Van Gogh Immersive - installation room

“Normality is a paved road: It’s comfortable to walk, but no flowers grow on it.” Vincent Van Gogh

The Van Gogh Immersive is a multimedia installation traveling the world that brings to life Van Gogh’s work and is currently based in London.

Is it worth going to with a 6 year old?

Absolutely.

In fact, the Virtual Reality at the Van Gogh Immersive may have been the most formative art experience to date for of my 6 year-old. The VR is a 10 minute walk through Arles, France where Van Gogh had his most creative period and famously painted The Sunflowers.

Virtual Reality experience walking through Van Gogh’s inspirations in Arles, France.

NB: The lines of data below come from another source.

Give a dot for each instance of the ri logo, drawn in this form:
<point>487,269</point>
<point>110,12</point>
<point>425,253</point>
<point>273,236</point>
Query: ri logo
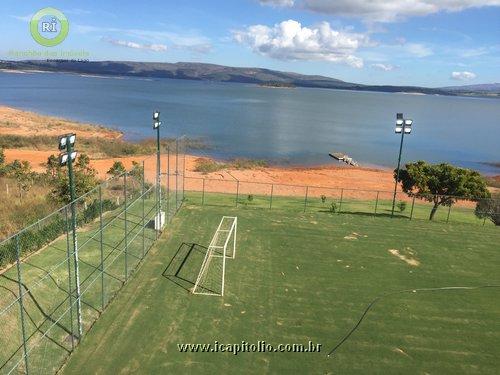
<point>49,27</point>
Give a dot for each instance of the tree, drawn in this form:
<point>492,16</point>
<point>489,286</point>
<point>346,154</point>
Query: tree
<point>116,169</point>
<point>441,184</point>
<point>489,209</point>
<point>22,173</point>
<point>85,180</point>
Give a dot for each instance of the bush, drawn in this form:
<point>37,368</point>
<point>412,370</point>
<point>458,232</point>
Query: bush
<point>401,206</point>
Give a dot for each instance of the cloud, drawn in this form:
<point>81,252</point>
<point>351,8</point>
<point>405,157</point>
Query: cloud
<point>288,40</point>
<point>384,67</point>
<point>23,18</point>
<point>385,10</point>
<point>278,3</point>
<point>125,43</point>
<point>417,49</point>
<point>463,76</point>
<point>190,41</point>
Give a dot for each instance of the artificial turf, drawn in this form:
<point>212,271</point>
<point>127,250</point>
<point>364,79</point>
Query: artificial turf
<point>301,277</point>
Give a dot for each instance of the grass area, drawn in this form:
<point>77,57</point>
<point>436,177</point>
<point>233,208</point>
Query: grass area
<point>363,207</point>
<point>307,276</point>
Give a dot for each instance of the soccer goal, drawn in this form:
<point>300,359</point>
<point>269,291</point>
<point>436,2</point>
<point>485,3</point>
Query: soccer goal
<point>211,278</point>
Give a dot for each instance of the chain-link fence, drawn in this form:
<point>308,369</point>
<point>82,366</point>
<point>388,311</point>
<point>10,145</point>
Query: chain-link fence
<point>224,192</point>
<point>61,272</point>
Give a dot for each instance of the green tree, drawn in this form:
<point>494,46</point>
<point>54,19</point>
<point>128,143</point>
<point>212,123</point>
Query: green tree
<point>489,209</point>
<point>116,169</point>
<point>22,173</point>
<point>441,184</point>
<point>85,180</point>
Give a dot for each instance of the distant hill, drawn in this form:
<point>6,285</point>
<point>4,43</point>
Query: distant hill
<point>208,72</point>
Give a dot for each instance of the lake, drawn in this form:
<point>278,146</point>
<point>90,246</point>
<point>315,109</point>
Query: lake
<point>286,126</point>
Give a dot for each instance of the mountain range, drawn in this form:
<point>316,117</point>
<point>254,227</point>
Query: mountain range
<point>220,73</point>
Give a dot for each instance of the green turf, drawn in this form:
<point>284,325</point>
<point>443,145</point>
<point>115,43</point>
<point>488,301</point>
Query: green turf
<point>300,277</point>
<point>381,207</point>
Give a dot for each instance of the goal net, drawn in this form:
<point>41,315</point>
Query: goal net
<point>211,278</point>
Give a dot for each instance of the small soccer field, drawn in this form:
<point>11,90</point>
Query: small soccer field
<point>307,277</point>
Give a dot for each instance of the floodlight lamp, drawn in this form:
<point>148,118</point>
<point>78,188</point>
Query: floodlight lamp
<point>62,142</point>
<point>63,159</point>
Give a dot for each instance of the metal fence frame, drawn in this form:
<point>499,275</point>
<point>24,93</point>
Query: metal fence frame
<point>135,216</point>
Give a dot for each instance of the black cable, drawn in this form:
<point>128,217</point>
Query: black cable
<point>372,303</point>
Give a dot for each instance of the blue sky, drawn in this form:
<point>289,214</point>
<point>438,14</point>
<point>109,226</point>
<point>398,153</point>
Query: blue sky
<point>398,42</point>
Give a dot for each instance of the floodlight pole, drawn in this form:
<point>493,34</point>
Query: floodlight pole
<point>158,172</point>
<point>399,116</point>
<point>69,150</point>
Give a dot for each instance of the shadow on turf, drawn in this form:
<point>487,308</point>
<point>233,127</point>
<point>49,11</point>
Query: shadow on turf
<point>184,266</point>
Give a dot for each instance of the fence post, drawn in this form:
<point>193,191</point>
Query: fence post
<point>125,219</point>
<point>143,209</point>
<point>412,206</point>
<point>237,191</point>
<point>305,199</point>
<point>168,183</point>
<point>176,174</point>
<point>21,307</point>
<point>101,247</point>
<point>271,200</point>
<point>203,193</point>
<point>341,198</point>
<point>70,292</point>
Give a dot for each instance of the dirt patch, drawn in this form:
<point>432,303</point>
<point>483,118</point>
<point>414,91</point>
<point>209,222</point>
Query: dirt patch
<point>407,258</point>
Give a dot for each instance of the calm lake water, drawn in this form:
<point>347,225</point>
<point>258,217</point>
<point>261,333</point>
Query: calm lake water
<point>287,126</point>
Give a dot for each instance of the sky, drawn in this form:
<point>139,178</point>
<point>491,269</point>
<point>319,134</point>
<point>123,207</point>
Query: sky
<point>394,42</point>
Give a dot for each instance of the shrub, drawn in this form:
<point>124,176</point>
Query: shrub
<point>401,206</point>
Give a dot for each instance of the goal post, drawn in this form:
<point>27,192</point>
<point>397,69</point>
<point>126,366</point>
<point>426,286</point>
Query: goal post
<point>212,275</point>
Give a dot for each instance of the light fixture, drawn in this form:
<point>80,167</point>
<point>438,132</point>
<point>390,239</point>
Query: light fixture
<point>63,159</point>
<point>63,141</point>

During the experience, you are led out of the famed “Bedroom” of the Yellow House as though you’re levitating (or on a little amble) through the Provence countryside. Across the forrest you float and then continue to the town of Arles where frames emerge spontaneously to show the inspirations from local scenes in nature for his most famous paintings. Above a cypress tree stars spin into the formation of Starry Night. My 6 year-old, Tallulah thought it was next level TV and reviewed it “best day ever”.

My approach to parenting is to bring my children along to the experiences I want to have and explain why it’s interesting. The walks are adjusted, the curator’s notes skipped and the spice in the curry is dialled down. But the experience makes an impression and it’s our job to bridge the gap with commentary on why it’s important and how it fits into our values.

“This time it’s just simply my bedroom, only here colour is to do everything, and giving by its simplification a grander style to things, is to be suggestive here of rest or of sleep in general.” Vincent Van Gogh

My favourite aspects for children are the furniture or streets that are blown up and recreated directly out of his paintings. For example, they’ve created a life sized model of “The Bedroom in Arles”. Or stand on the street outside the Yellow House he shared with Gaugin.

There’s also a colouring room where all of us created our own masterpieces and then projected them onto the framed gallery wall.

The main event is a dreamy video instillation room with blankets and scattered sun chairs under a sky of stars. Lounge back and watch Van Gogh’s work dance to life in a mesmerising choreography on the double story walls. Blending and bleeding into the next phase of his work on a 30 min loop. It’s impressionist meditation.

We visited for half-term and I was surprised there weren’t more children because it gets high marks for explaining Van Gogh to young children, who can get lost in all the framed work at a gallery. Just the pure repetition of his most famous paintings are sure to have imprinted themselves on our kid’s brain forever.

In London, the Van Gogh Immersive is located in a pop-up gallery on Commercial St (Liverpool Street Station) which is near Spitalfields Market for the perfect food and art pairing. It’s open until the end of May when it will move on to Bristol.